Vol.14
No. 1, Januray, 2004
REVIEW ARTICLE
Acanthamoeba
Keratitis : A Review
Pawan Prasher, Parineeta Sachdeva, Ravinder Nath Bhatnagar,
Sachin Walia
Abstract:
Acanthamoeba is a ubiquitous, free-living protozoa that causes
a serious and troublesome keratitis. Acanthamoeba
Keratitis continues to be a burgeoning and unsolved problem.1
Although soft contact lens wear is reported as the major risk
factor in other parts of the world, reports from India suggest
that Acanthamoeba Keratitis is more common among non-contact
lens wearers. Because it can lead to loss of useful
vision, an increased awareness of this disease entity is
essential. Early suspicion and diagnosis may improve the
medical and surgical outcome of this devastating disease.
Key
words: Acanthamoeba, Keratitis, epidemic, contact
lens, non-healing.
INTRODUCTION
The name
Acanthamoeba comes from the Greek where acantho means curled
referring to the spear shaped pseudopodia of the trophozoite.
Acanthamoeba are free-living, harmless organisms, however
given the opportunity and the appropriate conditions, they can
cause painful, sight-threatening as well as fatal infections
and thus are considered opportunistic pathogens.2
At this moment there are more than 35 species known (based on
cyst morphology, immunofluorescence with antibodies and on
isoenzyme structure), among which possible causative agents
for Acanthamoeba Keratitis are: A.castellani, A. polyphaga, A.
hatchetii, A. culbertsoni, A.rhysodes and A. griffini.3
Acanthamoeba infections have become increasingly important in
the past few years due to increasing populations of contact
lens users and AIDS patients.2
From a
historical perspective Acanthamoeba Keratitis has been
described as a recent epidemic. It was extremely rare
before the widespread use of contact lenses. The first
case of Acanthamoeba Keratitis, that involved Acanthamoeba
polyphaga, was reported in 1974 when a Texas rancher splashed
tap water from a contaminated river source into his eye.4
Very little is known about incidence of Acanthamoeba Keratitis
before 1970s. The number of cases started to increase
dramatically beginning in 1984, and by 1985, an association
with the use of contact lenses was established, especially
among individuals5 who used to swim while wearing
their contact lenses and those who used home made saline. It
is interesting to note that thiomersol, a mercury-based
preservative used in contact lens solutions, was increasingly
withdrawn from use at the same time owing to reports of
thimerosal-related superior limbic keratoconjunctivitis and
other allergic reactions.5
Acanthamoeba
species have been isolated from many different sources, such
as freshwater, seawater, chlorinated water from swimming
pools, dental treatment units, and contact lens cases. Most of
the strains found are not pathogenic. Some pathogenic
forms are known to survive for extended periods in fresh
water. Protozoa, in general, become airborne when
encysted. The presence of pathogenic Acanthamoeba organisms in
the atmosphere is an important factor in the prevalence of
Acanthamoeba Keratitis, although this is not its main cause.

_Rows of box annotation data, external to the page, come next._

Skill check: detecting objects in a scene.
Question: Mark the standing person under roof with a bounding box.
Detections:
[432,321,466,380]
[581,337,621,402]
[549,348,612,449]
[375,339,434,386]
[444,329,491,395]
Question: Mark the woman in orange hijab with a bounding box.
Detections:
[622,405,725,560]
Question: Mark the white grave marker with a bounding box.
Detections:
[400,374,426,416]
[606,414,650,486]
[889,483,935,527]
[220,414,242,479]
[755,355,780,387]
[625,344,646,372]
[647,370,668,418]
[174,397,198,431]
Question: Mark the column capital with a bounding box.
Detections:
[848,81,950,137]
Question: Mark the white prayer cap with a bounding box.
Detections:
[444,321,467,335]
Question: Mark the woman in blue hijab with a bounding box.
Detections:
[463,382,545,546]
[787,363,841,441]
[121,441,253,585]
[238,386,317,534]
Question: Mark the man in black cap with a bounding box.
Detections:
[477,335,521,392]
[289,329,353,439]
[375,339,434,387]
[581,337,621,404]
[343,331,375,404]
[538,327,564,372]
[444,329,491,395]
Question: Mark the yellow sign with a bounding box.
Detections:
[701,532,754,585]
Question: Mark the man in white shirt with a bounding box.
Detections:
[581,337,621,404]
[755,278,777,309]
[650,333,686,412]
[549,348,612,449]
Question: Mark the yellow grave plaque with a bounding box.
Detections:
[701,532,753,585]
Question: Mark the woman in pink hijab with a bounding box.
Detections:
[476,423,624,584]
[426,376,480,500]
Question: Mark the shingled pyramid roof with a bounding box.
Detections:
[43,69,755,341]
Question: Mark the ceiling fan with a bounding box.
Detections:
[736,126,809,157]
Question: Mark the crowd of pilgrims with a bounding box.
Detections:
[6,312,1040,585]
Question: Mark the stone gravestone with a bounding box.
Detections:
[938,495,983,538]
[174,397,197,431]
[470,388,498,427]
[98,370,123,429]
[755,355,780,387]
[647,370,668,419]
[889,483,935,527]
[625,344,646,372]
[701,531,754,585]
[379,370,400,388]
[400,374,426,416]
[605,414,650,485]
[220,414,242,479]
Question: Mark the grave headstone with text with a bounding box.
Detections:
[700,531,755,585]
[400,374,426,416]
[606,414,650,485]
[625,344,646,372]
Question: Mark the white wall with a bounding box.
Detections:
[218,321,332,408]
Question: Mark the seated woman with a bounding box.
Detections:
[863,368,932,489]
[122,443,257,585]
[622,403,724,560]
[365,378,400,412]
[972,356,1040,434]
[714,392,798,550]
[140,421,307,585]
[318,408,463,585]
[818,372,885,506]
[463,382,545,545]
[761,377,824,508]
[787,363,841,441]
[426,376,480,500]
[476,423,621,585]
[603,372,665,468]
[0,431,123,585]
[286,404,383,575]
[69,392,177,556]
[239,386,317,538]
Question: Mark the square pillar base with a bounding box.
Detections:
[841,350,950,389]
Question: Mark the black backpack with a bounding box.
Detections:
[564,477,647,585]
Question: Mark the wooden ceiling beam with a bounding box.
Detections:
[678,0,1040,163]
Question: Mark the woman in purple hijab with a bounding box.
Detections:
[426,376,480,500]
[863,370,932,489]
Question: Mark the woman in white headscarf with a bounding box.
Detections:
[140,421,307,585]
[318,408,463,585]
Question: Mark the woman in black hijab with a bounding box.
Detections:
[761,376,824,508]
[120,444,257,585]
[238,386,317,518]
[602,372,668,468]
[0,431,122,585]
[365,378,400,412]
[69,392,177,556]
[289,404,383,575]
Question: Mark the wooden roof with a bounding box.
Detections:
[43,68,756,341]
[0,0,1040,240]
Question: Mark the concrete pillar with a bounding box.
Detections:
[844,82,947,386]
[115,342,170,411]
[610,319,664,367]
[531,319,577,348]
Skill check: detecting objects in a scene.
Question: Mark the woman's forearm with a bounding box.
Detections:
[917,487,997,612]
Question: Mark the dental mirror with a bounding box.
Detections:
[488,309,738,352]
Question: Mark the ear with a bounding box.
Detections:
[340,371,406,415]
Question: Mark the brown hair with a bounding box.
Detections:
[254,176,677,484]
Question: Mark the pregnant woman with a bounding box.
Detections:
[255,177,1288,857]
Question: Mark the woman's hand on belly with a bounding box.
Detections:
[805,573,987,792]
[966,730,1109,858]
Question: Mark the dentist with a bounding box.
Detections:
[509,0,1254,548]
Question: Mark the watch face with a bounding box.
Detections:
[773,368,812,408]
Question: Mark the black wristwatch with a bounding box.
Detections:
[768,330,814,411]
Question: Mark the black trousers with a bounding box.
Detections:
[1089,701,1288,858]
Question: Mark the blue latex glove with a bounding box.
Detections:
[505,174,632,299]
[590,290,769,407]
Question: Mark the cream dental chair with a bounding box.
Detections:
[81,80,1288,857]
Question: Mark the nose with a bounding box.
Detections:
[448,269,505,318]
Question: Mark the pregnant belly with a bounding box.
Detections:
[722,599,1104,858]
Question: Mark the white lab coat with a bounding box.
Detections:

The reported incidence of Acanthamoeba Keratitis in
India varies from 1-3% of all keratitis in various published
and unpublished series. Interestingly, unlike other parts of
the world where use of the soft contact lenses is reported as
major risk factor, reports from India suggest that of all the
patients affected by Acanthamoeba Keratitis, majority are non
contact lens users.6
RISK FECTORS
The main risk
factors for Acanthamoeba Keratitis are wearing contact lenses
(daily, extended-wear, rigid gas permeable [RGP], and PMMA),
history of corneal trauma, non-sterile contact lens rinsing,
omitted or chlorine based disinfection that has little
protective action against the organism and swimming while
wearing contact lenses. Previous corneal oedema and
exposure to contaminated substances increase the risk further.
Over 6 80% of Acanthamoeba Keratitis could be
avoided by use of contact lens disinfection systems that are
effective against the organism.7
PATHOGENESIS
The life cycle
of Acanthamoeba consists of two forms: trophozoites and cysts.
The trophozoites are the active, proliferating forms, which
under adverse circumstances (dehydration, lack of food and
contact with toxic substances)turn into cysts, which are the
resistant, resting forms of the parasite. the cysts
reverse to trophozoite form under favourable circumstances.
Although
Acanthamoeba are ubiquitous in nature, yet the incidence of
keratitis is rather low. The explanation proposed is
that either the Acanthamoeba are weak pathogens or the cornea
under normal circumstances forms an adequate barrier.2
Men and women
are equally affected and the majority of cases are unilateral.
Of individuals iwth Acanthamoeba Keratitis, 85% wear contact
lenses; abrasion of the cornea is implicated. The
contact lens, when placed on the eye, can introduce the
pathogen through an abrasion previously caused by the contact
lens.1 It has been found out that more cysts and
trophozoites adhere to the unwashed lenses than to the washed
lenses. Trophozoites thatadhere to the lenses have surface
projections (acanthamoeba, filopodia, and lobopodia) where as
adherent cysts have been found to have wrinkled ectocysts.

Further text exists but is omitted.